Ok, so here's the other pasta dish I promised to share with you on Monday . . . penne with asparagus (a favorite of mine!), shiitake, and pancetta.
It's a delicious recipe with which to use the remainder of your mascarpone, chicken broth, and asparagus.
The preparation is very similar to the pasta dish I shared with you earlier in the week, except that I switched up the kind of pasta and a few of the supporting ingredients.
Here's what I love about this simple pasta dish . . . The lemon vinaigrette that initially coats the pasta brightens the whole dish, especially the asparagus . . . and then you have the earthy flavor of the shiitake, and the salty bite from the pancetta (or bacon, if you like!) to round out the dish. . . AND THEN it's coated in the LIGHT cream sauce, making for a delicious dish. YUM!
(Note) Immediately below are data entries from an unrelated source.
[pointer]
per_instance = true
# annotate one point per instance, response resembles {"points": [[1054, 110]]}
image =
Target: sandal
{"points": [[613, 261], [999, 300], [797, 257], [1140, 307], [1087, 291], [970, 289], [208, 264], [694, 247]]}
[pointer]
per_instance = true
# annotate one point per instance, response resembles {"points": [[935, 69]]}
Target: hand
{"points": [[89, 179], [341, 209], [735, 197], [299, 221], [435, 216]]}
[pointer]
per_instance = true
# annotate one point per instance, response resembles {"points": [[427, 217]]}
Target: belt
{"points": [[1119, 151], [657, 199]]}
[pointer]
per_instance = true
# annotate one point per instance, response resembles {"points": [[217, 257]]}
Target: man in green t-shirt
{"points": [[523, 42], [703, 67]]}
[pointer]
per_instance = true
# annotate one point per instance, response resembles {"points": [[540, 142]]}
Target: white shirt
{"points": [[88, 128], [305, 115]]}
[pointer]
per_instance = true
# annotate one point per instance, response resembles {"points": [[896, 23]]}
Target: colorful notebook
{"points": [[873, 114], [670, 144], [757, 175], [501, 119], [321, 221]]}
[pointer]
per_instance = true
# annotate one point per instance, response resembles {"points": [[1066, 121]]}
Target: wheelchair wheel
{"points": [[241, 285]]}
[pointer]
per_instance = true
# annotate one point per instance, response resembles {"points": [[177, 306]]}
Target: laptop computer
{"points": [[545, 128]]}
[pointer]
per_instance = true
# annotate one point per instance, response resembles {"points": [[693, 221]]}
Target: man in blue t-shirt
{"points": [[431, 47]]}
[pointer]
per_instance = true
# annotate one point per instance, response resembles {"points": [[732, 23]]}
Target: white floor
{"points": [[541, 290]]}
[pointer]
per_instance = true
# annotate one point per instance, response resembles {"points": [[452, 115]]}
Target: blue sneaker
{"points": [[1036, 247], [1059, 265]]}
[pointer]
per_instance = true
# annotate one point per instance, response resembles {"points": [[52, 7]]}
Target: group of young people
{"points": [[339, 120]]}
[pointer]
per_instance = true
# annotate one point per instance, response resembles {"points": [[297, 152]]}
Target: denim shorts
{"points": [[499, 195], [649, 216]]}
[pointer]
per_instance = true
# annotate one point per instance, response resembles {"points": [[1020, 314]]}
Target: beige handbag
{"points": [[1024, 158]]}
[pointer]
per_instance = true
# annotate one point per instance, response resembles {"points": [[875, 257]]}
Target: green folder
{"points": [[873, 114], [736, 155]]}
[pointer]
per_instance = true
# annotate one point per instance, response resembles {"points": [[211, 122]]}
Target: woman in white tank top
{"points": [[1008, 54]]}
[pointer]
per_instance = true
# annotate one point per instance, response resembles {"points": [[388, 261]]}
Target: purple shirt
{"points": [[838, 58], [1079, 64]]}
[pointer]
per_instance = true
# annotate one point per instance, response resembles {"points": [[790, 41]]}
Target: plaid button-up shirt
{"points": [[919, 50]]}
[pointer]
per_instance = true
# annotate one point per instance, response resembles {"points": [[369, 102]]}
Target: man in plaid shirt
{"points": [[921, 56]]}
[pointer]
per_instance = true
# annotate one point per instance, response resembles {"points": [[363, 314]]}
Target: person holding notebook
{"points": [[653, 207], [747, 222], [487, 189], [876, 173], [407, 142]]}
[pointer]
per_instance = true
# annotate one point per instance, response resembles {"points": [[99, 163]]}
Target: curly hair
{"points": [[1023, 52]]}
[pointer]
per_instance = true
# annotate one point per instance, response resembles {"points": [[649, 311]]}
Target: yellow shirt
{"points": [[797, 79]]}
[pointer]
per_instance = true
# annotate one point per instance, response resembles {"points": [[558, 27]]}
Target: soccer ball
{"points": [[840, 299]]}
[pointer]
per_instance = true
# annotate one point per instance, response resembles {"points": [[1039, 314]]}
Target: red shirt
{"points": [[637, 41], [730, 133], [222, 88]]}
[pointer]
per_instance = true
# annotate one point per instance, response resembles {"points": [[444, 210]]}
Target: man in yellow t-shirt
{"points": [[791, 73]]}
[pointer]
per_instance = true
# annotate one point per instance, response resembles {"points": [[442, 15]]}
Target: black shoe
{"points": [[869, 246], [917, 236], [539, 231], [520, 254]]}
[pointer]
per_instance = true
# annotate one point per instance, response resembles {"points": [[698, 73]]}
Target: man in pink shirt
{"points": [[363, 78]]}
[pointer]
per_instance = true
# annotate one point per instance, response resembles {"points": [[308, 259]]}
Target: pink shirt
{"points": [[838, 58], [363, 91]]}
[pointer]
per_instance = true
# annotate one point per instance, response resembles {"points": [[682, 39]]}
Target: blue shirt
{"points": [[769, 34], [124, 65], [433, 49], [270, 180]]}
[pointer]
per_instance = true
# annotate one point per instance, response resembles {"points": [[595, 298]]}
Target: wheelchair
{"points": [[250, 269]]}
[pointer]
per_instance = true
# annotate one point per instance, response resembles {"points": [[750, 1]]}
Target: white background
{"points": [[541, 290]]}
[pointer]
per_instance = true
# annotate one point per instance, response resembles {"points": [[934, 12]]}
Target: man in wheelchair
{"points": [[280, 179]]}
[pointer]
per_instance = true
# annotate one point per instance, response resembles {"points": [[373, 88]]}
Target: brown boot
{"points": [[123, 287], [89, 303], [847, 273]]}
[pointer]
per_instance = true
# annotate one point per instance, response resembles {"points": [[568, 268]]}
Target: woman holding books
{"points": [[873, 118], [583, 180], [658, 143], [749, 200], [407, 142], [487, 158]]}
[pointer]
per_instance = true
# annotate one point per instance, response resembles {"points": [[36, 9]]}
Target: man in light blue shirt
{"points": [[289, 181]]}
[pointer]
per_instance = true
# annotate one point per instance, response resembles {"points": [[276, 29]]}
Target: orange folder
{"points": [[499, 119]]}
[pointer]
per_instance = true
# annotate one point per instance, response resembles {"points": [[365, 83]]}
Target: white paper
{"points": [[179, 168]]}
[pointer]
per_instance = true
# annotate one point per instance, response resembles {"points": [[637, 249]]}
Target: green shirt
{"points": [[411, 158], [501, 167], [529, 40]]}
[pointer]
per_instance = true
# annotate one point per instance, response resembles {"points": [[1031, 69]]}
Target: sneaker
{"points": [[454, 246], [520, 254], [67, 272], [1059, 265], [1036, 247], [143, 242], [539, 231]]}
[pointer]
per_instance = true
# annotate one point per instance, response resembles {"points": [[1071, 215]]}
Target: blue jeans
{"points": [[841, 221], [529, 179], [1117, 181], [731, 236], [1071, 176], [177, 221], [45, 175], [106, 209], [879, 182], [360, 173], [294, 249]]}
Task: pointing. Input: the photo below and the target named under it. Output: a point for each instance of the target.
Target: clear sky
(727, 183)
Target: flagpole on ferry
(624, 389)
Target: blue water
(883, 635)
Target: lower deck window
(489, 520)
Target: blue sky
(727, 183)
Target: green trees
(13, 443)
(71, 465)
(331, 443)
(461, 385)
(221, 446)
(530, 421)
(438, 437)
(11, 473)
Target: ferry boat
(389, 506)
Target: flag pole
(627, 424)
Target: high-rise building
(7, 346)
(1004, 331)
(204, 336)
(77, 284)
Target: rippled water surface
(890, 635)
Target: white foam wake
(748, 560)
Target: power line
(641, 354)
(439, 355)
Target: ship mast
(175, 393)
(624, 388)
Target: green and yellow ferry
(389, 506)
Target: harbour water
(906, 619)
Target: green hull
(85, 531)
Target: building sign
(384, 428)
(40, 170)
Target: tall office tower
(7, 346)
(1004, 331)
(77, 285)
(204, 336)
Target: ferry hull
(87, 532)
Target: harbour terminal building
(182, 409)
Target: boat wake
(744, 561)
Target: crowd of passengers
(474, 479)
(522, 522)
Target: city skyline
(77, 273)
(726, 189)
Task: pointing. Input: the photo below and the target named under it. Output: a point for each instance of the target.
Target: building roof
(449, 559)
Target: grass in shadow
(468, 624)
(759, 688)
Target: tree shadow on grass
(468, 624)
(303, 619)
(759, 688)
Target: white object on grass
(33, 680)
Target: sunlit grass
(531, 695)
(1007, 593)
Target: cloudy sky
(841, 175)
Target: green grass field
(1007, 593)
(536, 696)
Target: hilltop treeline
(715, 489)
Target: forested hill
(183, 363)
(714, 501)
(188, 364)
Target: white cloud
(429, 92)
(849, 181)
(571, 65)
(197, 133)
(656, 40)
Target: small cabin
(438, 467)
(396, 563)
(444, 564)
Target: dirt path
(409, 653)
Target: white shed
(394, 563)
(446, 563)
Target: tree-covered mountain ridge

penne with asparagus, shiitake, and pancetta
. . . . . . . . .
salt
salt
12 oz. dried penne rigate
1/4 cup extra-virgin olive oil
1 medium lemon, finely grated to yield 1 tsp. zest; squeezed
to yield 3 Tbs. juice
3/4 oz. thinly sliced pancetta, about 6 slices
12 oz. fresh shiitake, stemmed and sliced 1/4 inch thick (6
cups)
3 medium cloves garlic, minced
1 lb. medium-thick asparagus, trimmed and cut on the
diagonal into 2-inch pieces
2 cups low-sodium chicken broth
3 oz. mascarpone, at room temperature
3 oz. coarsely grated Parmigiano-Reggiano (3/4 cup); more,
shaved, for serving
Freshly ground black pepper
. . . . . . . . .
Preparation
Bring a large pot of well-salted water to a boil. Cook the
pasta according to package directions.
While the pasta cooks, whisk 2 Tablespoons of the olive oil with
the lemon juice and zest in a small bowl.
Drain the pasta.
Return the pasta to the pot and toss with the lemon mixture; set aside.
. . . . . . . . .
In a 12-inch skillet, cook the pancetta in the remaining 2
Tablespoons olive oil over medium heat, turning once or twice until crisp and golden,
about 7 minutes; transfer to paper towels.
Add the shiitake to the skillet and cook over medium-high
heat, stirring occasionally, until browned in spots, about 7 minutes. Add the
garlic and cook, stirring, until fragrant, about 30 seconds. Transfer to the
pasta pot.
Add the asparagus to the skillet. Cook, stirring often, until bright green and crisp-tender, 2 to 3 minutes.
Add the asparagus to the skillet. Cook, stirring often, until bright green and crisp-tender, 2 to 3 minutes.
Now add the chicken broth to the skillet and bring to a boil; scrape up any browned bits AND cook until it’s reduced by half, about 5 minutes. Lower the heat to medium low and whisk in the mascarpone, whisking until the cheese is dissolved into the broth. Continue to cook until slightly thickened, about 2 minutes more.
Return the pasta and shiitake to the skillet and cook until heated through, about 2 minutes.
Add grated cheese, 1 teaspoon salt, and 1/2 teaspoon pepper; toss to combine,
Sprinkle cooked pancetta, and top with shaved Parmigiano-Reggiano.